Windy conditions and whitecaps the evening before our crossing.
Over the past weekend, my wife, stepdaughter, and I scaled and crossed the five mile long Mackinac Bridge
(Mighty Mac or Big Mac) between Michigan’s Lower and Upper Peninsulas. The ride was part of the “2016 Big Mac/Shoreline Scenic Bike Tour “
which includes a mandatory 25/50/75/or 100 mile ride on Saturday for the privilege to bicycle across the Straits of Mackinac. Two years ago, my wife and I thoroughly enjoyed our rented bicycle ride over the Lion’s Gate Bridge in Vancouver, BC
during our honeymoon, so we were really looking forward to this adventure.
View from observation deck atop the Lion’s Gate Bridge
As a resident of Michigan for the past 24 years, tackling the Mackinac Bridge by foot or bike has been a long-term dream. There are limited options for walking (once a year on Labor Day) or riding (three times a year) over the bridge given it does not have sidewalks or bike lanes. The Mackinac Bridge Authority
and MDOT gracefully allows such occasional special events on the nearly 59 year-old bridge.
This year was particularly poignant for me as the spring ride fell on the 25th anniversary of my father’s passing. While he was not a cyclist, I have many happy memories of cycling while growing up and distinctly recall several very special gifts of bicycles from my parents. I can also recall some aspects of learning to ride without training wheels.

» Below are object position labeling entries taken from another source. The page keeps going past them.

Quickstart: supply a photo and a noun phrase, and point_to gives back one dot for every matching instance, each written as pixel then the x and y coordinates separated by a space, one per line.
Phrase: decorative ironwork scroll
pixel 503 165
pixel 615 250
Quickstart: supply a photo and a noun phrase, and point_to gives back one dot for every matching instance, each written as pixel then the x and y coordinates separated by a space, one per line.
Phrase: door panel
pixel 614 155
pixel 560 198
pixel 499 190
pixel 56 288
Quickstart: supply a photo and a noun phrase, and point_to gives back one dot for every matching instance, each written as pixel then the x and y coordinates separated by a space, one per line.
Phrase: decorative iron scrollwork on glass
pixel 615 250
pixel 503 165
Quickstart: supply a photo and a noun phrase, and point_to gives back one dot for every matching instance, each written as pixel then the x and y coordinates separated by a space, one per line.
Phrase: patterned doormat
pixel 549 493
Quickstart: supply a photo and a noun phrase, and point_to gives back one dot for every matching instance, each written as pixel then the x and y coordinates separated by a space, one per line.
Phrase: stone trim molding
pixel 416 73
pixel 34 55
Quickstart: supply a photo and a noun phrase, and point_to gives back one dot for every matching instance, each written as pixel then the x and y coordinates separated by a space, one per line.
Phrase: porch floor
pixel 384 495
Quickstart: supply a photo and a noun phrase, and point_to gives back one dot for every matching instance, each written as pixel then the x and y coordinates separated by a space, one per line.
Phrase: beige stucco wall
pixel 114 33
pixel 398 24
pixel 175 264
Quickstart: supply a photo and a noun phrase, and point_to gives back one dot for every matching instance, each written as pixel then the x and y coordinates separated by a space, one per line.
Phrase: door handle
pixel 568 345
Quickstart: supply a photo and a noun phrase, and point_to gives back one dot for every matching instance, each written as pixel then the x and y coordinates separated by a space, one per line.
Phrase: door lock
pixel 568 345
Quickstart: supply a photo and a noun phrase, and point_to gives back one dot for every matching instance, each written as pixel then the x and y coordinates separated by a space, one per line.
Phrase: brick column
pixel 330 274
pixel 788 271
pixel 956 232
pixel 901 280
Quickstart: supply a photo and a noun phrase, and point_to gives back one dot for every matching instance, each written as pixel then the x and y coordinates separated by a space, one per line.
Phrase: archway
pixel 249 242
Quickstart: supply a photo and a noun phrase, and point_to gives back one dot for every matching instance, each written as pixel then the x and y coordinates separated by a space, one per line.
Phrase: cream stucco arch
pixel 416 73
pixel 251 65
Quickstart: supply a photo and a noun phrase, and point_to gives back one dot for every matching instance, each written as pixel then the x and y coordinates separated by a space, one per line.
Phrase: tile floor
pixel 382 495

Saturday was a very comfortable and enjoyable day for our 25 mile ride as it began cloudy and foggy. The sun broke through the clouds mid-morning and shortly after 11:00 a.m. we completed our day’s ride. From that point we explored historic and scenic sites in Mackinaw City and St. Ignace and enjoyed a terrific dinner at the Driftwood. Late in the day the winds greatly increased and we were worried the ride might be called off, as the bridge is sometimes closed due to high winds.
Sunday morning wake-up view from our hotel.
Sunday, we awoke to a lovely early morning sunshine with temps at 50 F at 6:30 a.m. – the appointed arrival time. However, the winds were still strong across the straits, but thankfully not enough to cancel/postpone the event. At 7:00 a.m. sharp, 250 bicyclists riding all kinds of makes and models began their two abreast ride across one of North America’s most scenic bridge crossings.
A portion of the 250 riders.
You will not see any photographs of the actual ride as picture taking during the crossing is prohibited for safety reasons. Given the weather conditions, it would not have been very smart either, though at least one rider had a Go Pro on his helmet.
The minute we turned north onto I-75 from the exit ramp we were met with a stiff headwind of 15-20 mph. This headwind never abated throughout the ride and often gusted to well over 30 mph making the ride a significant workout for all of us. Some of even joked about the lovely hurricane season we were experiencing. The wind was so strong, that there was no such thing as coasting on the downhill portion of the ride, as to keep moving and upright we had to pedal the entire way.
Might Mac from our return trip ferry.
Some seasoned veterans of the ride said this was the toughest trip across the strait by bike in the 30 years they had participated. Needless to say, the three of us and many other riders were worn out by the time we reached the Star Line ferry dock in St. Ignace seven miles to the north, but what an amazing experience! From the wind, to the sunrise, to the harp-like song generated by the wind through the bridge cables, to the ship sailing below the bridge, to the glistening waters, to the varied riders, to the seagulls accompanying us, to the ferry ride back to Mackinaw City, we had a very, very special adventure. It was worth every single penny.
Kudos to all of those involved in holding this particular event twice a year (late Spring and early Fall). This ride/tour should be on every cyclist’s bucket list and certainly goes down as the A, number one bicycle ride of my lifetime thus far. Sorry, Lion’s Gate Bridge, you are now a close second.